Cuando logró instalarse
para pintar, comenzó a ejecutar pinceladas bruscamente y a veces, para
descansar, leía en voz alta las cartas que Theo, su hermano, le envió antes de
suicidarse. Pasaba las mañanas debajo de las sombras de los álamos contando el
dinero que ahorraba. Algunas veces vendía ilegalmente algunos vinos que robaba.
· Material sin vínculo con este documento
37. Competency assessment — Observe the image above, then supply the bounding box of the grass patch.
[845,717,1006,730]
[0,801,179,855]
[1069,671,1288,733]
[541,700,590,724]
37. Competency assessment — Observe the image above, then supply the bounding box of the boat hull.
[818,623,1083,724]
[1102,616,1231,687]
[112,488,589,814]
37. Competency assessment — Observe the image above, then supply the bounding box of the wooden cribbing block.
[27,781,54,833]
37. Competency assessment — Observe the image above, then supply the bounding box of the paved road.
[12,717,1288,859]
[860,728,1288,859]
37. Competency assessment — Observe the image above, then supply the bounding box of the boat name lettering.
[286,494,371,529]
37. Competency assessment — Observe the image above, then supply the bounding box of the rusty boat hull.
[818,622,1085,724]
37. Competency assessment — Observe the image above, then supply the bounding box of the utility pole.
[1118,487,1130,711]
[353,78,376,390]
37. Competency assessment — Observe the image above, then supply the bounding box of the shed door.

No le importaba que lo trataran ni si quiera de loco porque sabía que era fiel
a sus ideas y que no llegaría a la eternidad.
En una tarde de otoño,
volvió a la gran ciudad con su sombrero de paja y logró vender a un museo de bellas
artes las obras que pintó. A él no le importaba si la cuidarían o no, lo único
que quería era conseguir el dinero para implantarse la prótesis que
reemplazaría a la oreja que se cortó en una noche de demencia.
Yo-yo
En
la plazoleta del barrio, un niño jugaba habilidosamente con su yoyó. Hacía con
el juguete imágenes en el aire o lo hacía rodar en el piso como pretendía.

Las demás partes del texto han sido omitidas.